Is Kerry a Flip-Flopper?

Bush decided to go negative early, launching a $10-million-per-week TV ad onslaught in the battleground states shortly after Kerry clinched the Democratic nomination. The ads were designed to portray Kerry as a waffling liberal who is weak on defense and wants to raise taxes.

Matthew Dowd, the Bush campaign's chief strategist, said the ads accomplished their goal. "The two things voters know about Kerry today more than anything else is that he's a flip-flopper and he's going to raise your taxes."

Oregon and New Mexico appear to be two western states where Bush has a chance to turn up the volume on his libertarian anti-government message that has worked well in other western states.

Oregon has voted Democrat the past four elections, but Gore carried state by less than 7,000 votes in 2000. Early polls showed the state to be a dead heat, with Kerry leading in urban Portland and Bush out in front in the rest of the state, where the anti-tax message has been playing well.

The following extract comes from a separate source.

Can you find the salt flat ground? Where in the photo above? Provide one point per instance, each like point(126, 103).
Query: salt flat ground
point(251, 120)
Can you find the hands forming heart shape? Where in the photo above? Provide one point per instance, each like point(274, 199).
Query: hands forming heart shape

In New Mexico, where Gore narrowly won by fewer than a 1,000 votes in 2000, the same anti-tax message might work, but it will be countered by rapid growth in the state's Latino population.

What He Says:
We must "stay the course." —George W. Bush

What He Wants You to Hear:
Keep me in office—I'm not a "flip-flopper."

But Don't Forget...
My course led us into the war in Iraq.

Bush can also try to steal some heartland states that went Democrat in 2000. Gore won Iowa and Wisconsin together by 9,200 votes, so either one could slip into Bush's hands in 2000 with a strong family-values message. The same strategy could apply to Michigan and Minnesota, although the large urban areas in Detroit and the Twin Cities make a shift less likely. Nader had a particularly strong showing in Minnesota in 2000, siphoning off 127,000 votes from Gore. Nader could be a big factor in tilting any of these states towards Bush this year if Nader can make himself heard on the issues without the benefit of the huge ad budgets the major party candidates have.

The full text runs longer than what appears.